Fine-tuning cellular networks with A.I. University of Texas researchers published a paper detailing how reinforcement learning could be used to calibrate certain antenna settings to improve cellular networks. This new approach may be better than current methods in which telecom workers manually tweak the settings using their own “trial and error,” the paper said.

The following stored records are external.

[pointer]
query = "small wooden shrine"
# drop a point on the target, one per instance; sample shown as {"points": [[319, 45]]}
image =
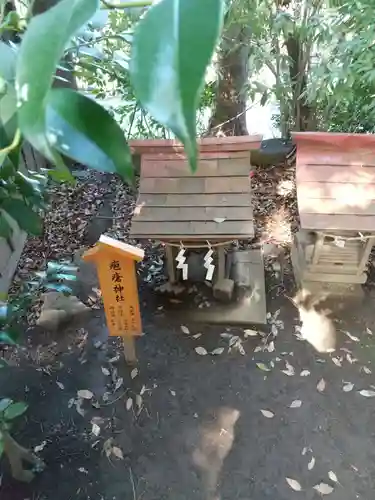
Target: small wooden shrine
{"points": [[335, 176]]}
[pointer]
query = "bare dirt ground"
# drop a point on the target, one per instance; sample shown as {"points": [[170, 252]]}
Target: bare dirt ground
{"points": [[199, 426], [265, 417]]}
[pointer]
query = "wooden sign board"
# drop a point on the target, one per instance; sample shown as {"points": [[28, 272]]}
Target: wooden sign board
{"points": [[115, 263]]}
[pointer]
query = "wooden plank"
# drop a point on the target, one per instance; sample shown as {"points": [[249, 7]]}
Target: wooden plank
{"points": [[337, 173], [233, 143], [332, 222], [346, 192], [206, 168], [331, 206], [195, 200], [192, 230], [195, 185], [209, 155], [155, 214]]}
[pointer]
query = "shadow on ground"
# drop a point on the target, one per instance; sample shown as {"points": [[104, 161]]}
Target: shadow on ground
{"points": [[198, 432]]}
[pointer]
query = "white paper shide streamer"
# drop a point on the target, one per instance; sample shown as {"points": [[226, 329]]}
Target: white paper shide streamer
{"points": [[181, 263], [208, 264]]}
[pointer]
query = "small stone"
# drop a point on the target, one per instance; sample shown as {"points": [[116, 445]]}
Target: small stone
{"points": [[58, 309], [223, 290]]}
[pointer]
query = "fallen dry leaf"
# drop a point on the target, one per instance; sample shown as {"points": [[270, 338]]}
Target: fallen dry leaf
{"points": [[263, 367], [367, 393], [40, 447], [336, 361], [117, 452], [271, 346], [294, 484], [267, 413], [85, 394], [95, 429], [201, 351], [107, 447], [323, 488], [119, 383], [321, 385], [217, 351], [348, 387], [333, 476], [352, 337], [297, 403], [289, 369]]}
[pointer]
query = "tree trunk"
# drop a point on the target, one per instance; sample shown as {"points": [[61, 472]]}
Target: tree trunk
{"points": [[304, 114], [229, 116]]}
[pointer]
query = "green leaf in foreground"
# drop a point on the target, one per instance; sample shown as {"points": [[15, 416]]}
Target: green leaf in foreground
{"points": [[7, 62], [172, 47], [6, 230], [86, 132], [41, 49], [25, 217], [15, 410]]}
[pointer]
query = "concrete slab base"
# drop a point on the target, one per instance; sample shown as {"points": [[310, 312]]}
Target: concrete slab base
{"points": [[248, 274], [342, 290]]}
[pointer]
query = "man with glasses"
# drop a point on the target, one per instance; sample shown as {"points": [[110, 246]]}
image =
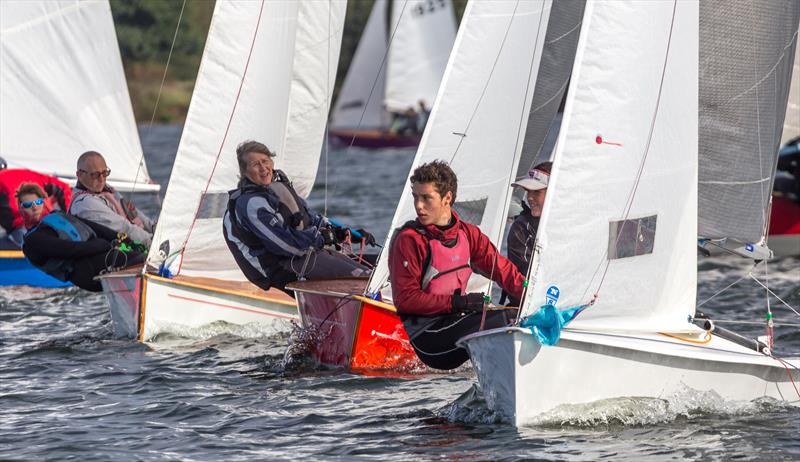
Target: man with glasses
{"points": [[58, 196], [274, 236], [96, 201]]}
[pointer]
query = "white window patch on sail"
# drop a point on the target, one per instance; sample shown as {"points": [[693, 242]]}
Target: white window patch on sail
{"points": [[471, 211], [631, 237]]}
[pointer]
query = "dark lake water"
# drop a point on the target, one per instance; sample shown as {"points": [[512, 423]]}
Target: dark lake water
{"points": [[70, 391]]}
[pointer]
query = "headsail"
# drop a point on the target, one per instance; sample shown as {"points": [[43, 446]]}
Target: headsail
{"points": [[620, 214], [480, 114], [746, 54], [267, 74], [63, 89]]}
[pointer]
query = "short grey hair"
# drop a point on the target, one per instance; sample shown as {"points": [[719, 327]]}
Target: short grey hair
{"points": [[86, 156]]}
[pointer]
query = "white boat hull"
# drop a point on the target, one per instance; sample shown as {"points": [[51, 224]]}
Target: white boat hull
{"points": [[160, 305], [522, 380]]}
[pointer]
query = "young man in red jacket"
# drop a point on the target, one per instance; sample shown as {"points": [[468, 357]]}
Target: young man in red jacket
{"points": [[430, 262]]}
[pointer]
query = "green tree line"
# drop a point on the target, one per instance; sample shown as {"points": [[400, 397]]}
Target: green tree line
{"points": [[146, 29]]}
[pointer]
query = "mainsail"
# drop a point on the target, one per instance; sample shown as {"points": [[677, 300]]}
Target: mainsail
{"points": [[746, 54], [267, 74], [63, 89], [480, 113], [620, 216]]}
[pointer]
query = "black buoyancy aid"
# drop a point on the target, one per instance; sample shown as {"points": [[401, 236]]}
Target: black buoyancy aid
{"points": [[68, 228], [291, 209]]}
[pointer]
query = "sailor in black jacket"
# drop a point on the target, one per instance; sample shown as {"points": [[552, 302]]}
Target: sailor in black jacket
{"points": [[68, 248]]}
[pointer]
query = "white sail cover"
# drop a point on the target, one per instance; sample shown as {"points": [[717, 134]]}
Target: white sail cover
{"points": [[746, 54], [267, 74], [356, 107], [478, 120], [63, 89], [627, 149], [423, 35]]}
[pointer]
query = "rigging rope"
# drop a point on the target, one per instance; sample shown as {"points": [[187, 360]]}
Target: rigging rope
{"points": [[158, 98], [225, 136]]}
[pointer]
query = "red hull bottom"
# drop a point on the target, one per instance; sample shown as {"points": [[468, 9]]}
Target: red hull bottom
{"points": [[372, 139], [354, 333], [784, 228]]}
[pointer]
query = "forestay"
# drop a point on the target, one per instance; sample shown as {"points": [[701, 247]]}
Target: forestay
{"points": [[423, 34], [63, 89], [355, 106], [479, 115], [267, 74], [627, 150], [746, 54]]}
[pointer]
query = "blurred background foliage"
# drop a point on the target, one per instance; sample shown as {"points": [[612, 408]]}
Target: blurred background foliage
{"points": [[145, 29]]}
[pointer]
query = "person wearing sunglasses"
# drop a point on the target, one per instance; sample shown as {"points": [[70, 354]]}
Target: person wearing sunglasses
{"points": [[59, 195], [95, 200], [67, 247]]}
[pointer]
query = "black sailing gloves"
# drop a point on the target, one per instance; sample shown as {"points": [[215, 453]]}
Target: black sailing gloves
{"points": [[467, 303], [335, 235]]}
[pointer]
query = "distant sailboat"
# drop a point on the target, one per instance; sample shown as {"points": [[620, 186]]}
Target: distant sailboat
{"points": [[267, 73], [619, 230], [510, 59], [63, 92], [393, 70]]}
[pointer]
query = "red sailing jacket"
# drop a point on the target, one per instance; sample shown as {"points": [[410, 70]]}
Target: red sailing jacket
{"points": [[407, 255], [10, 181]]}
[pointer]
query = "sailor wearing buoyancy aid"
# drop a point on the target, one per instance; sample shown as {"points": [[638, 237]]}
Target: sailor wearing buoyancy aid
{"points": [[430, 262], [66, 247], [270, 230]]}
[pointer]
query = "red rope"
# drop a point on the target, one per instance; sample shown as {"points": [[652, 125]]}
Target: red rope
{"points": [[225, 136]]}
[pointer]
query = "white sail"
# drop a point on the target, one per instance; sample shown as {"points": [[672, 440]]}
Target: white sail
{"points": [[791, 124], [355, 106], [267, 74], [627, 150], [63, 89], [422, 37], [479, 115]]}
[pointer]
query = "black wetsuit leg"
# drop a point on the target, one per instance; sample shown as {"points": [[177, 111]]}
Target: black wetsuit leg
{"points": [[85, 269], [436, 345]]}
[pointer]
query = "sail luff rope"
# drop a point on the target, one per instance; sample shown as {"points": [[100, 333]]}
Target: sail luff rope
{"points": [[327, 97], [632, 195], [513, 168], [225, 136], [158, 98]]}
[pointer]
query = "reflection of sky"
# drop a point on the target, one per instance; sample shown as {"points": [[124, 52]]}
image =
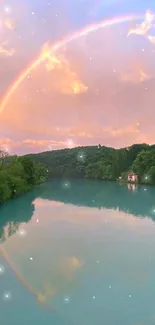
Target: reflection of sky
{"points": [[67, 242], [81, 261]]}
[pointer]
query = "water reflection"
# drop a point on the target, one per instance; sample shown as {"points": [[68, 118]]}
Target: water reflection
{"points": [[82, 245], [131, 199]]}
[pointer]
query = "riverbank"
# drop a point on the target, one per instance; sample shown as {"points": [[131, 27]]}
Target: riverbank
{"points": [[100, 162], [19, 175]]}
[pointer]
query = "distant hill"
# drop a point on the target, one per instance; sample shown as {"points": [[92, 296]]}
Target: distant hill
{"points": [[100, 162]]}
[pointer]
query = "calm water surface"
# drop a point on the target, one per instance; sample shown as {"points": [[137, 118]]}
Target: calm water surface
{"points": [[78, 253]]}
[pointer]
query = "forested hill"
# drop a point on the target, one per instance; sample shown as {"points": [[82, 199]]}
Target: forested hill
{"points": [[100, 162]]}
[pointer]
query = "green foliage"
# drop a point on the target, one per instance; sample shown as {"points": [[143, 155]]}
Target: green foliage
{"points": [[99, 162], [18, 175]]}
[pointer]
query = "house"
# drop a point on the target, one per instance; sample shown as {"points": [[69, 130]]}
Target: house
{"points": [[132, 177]]}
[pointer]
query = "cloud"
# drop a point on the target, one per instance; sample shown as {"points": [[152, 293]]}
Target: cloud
{"points": [[5, 52], [144, 27]]}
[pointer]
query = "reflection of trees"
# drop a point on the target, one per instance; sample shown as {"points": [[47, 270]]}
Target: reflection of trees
{"points": [[91, 193], [101, 194], [15, 212]]}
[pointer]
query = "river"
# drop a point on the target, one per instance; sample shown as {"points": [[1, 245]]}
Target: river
{"points": [[78, 252]]}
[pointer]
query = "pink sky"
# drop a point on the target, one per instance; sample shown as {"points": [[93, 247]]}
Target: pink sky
{"points": [[113, 75]]}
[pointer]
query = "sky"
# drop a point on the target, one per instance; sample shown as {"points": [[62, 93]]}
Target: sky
{"points": [[76, 73]]}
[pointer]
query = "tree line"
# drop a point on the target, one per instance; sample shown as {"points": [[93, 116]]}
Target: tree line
{"points": [[18, 175], [100, 162]]}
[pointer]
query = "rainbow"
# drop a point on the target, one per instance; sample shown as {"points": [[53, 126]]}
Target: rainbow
{"points": [[60, 44]]}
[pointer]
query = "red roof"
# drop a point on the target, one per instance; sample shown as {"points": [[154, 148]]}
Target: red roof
{"points": [[131, 174]]}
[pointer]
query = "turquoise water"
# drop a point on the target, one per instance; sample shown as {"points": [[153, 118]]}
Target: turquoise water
{"points": [[78, 253]]}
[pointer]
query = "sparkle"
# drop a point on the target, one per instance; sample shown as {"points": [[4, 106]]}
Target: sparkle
{"points": [[7, 9], [66, 300], [66, 184], [2, 269], [70, 143], [22, 232], [7, 296], [81, 156]]}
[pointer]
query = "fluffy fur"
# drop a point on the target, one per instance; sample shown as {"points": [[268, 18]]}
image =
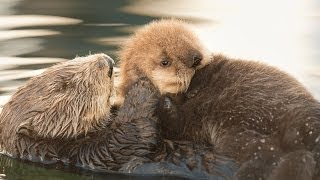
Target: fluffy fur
{"points": [[252, 112], [68, 100], [169, 40], [76, 126]]}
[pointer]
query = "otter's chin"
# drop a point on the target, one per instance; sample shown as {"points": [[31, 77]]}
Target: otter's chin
{"points": [[207, 58], [172, 83]]}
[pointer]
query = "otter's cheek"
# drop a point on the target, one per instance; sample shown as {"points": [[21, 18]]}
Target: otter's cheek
{"points": [[169, 81]]}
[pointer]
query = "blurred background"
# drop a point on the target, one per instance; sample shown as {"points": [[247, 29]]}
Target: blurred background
{"points": [[35, 34]]}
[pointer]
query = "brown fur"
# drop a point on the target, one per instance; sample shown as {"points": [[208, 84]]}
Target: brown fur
{"points": [[161, 40], [251, 112], [122, 142], [68, 100]]}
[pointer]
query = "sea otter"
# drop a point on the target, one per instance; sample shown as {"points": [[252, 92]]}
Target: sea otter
{"points": [[252, 112], [68, 100], [63, 116], [167, 52], [249, 111]]}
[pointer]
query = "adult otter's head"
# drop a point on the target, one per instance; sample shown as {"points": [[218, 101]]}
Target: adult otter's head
{"points": [[165, 51], [67, 100]]}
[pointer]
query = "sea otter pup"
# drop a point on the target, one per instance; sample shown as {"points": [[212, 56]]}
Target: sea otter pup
{"points": [[165, 51], [73, 100], [252, 112]]}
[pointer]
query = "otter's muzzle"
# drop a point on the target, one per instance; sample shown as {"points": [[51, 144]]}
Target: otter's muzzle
{"points": [[106, 61]]}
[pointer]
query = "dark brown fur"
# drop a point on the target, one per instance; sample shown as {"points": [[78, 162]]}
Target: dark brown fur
{"points": [[161, 40], [121, 142], [251, 112]]}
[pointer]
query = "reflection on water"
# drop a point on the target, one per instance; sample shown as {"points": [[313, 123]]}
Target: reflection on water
{"points": [[35, 34]]}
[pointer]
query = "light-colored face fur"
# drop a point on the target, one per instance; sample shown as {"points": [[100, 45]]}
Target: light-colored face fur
{"points": [[147, 52], [67, 100]]}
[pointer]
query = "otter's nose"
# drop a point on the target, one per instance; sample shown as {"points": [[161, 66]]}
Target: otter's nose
{"points": [[106, 61], [196, 61]]}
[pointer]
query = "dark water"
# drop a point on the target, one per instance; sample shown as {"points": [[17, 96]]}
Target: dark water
{"points": [[35, 34]]}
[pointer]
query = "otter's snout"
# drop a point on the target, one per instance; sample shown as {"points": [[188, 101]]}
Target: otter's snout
{"points": [[196, 60], [106, 61]]}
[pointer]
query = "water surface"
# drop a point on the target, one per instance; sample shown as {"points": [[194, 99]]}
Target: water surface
{"points": [[35, 34]]}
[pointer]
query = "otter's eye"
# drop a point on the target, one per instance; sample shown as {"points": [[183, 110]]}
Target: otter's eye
{"points": [[165, 63], [196, 60]]}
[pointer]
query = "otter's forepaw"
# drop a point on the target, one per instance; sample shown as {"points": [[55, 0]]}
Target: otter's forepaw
{"points": [[168, 107], [251, 170], [130, 166]]}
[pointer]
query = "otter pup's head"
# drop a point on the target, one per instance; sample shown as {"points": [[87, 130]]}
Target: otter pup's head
{"points": [[165, 51], [66, 100]]}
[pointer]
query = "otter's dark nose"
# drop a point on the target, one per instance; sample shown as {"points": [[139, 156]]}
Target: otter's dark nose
{"points": [[106, 61], [196, 61]]}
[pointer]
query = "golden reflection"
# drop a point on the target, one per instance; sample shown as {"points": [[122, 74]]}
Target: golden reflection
{"points": [[14, 34], [14, 21]]}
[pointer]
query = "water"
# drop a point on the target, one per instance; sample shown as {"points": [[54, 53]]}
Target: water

Deep learning as a parking attendant tool. Researchers from M.I.T.’s Senseable City Lab published a paper detailing the use of deep learning for monitoring cars in parking lots. The researchers, who used deep learning techniques to analyze three days of video footage of a street parking near M.I.T.’s campus, said their system was able to better guess the number of cars in nearby parking lots than conventional methods.
FORTUNE ON A.I.
Google Celebrates Bach's Birthday With Its First A.I.-Powered Doodle - By Natasha Bach
To Design Great A.I., Get 'Covered in Blood' - By Timothy McDonald
Nvidia Has a Cheap A.I.-Focused Computer for the Do-it-Yourself Crowd - By Aaron Pressman
Buying Stock in Tech Building Blocks - By Robert Hackett
Make Your March Madness Bracket Pick With Big Data's Help - By Chris Morris
Most Companies Aren't Ready for California's Tough New Privacy Law - By Danielle Abril
Who owns A.I. creations? As A.I. matures, it’s likely that computers will get better at making original art, songs, articles, and other creative work that people have typically created. But law policy expert Krista Cox explains in the legal publication Above The Law that these A.I. creations may test the limits of existing intellectual property and copyright laws in the U.S.
Consider an A.I. system that’s been trained on a corpus of copyrighted novels to create its own literature. Cox writes that it might be impossible to obtain permission to use every single book to train the neural networks, the software at the heart of deep learning. She asks, “Would the use of copyrighted works in these training sets be considered a fair use?”
We’ll have to let the courts decide when the time comes.